The index’s conclusions align with how many insurers and intermediaries describe current cyber risk trends in Australia, particularly around the move from viewing cyber cover as a pure risk transfer instrument toward broader discussions of operational resilience and financial impact. In comments issued to Insurance Business, Robyn Adcock, national placement manager cyber and technology at Gallagher, said: “The gap between perceived and actual cyber risk is narrowing. What was once largely a discussion about risk transfer and appropriate coverage matured into conversation about operational resilience.
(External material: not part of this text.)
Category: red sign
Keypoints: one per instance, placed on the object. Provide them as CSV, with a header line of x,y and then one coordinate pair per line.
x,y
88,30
Today, Gallagher spends significant time working with clients to not only identify risks to critical data and systems, but evaluate impacts to revenue, cash flow, and profitability when those systems are disrupted.” Adcock said underwriting approaches across the market vary, with some insurers maintaining detailed technical assessments and control expectations, while others pursue lower-friction entry points. In this environment, she said, the way cyber risk is described and evidenced can influence capacity, pricing stability, and claims outcomes, with brokers often interpreting between technical security measures and commercial terms.
On the insurer side, QBE reports that many incidents continue to be initiated through identity compromise and human behaviour, including phishing, credential misuse, and basic access control weaknesses. Ransomware remains a major driver of incidents in QBE’s data, and its threat intelligence places Australia as the ninth most targeted country for ransomware attacks. In comments issued to Insurance Business, Ben Richardson, cyber product lead, QBE Insurance Australia, said: “A consistent theme we’re seeing in our global threat intelligence is that cyber incidents are still being enabled by human behaviour and identity compromise. Phishing, credential misuse, and basic access weaknesses remain common entry points.”
Richardson said that once attackers gain access, incidents can escalate quickly, which places emphasis on governance, preparedness, and clarity of decision-making as key factors shaping severity, containment, and recovery. He added that insurers can contribute before an incident occurs through services such as threat intelligence insights, governance guidance, and executive tabletop exercises, and that when an incident does occur, cyber cover can provide both financial support and access to specialist legal, technical, and response resources.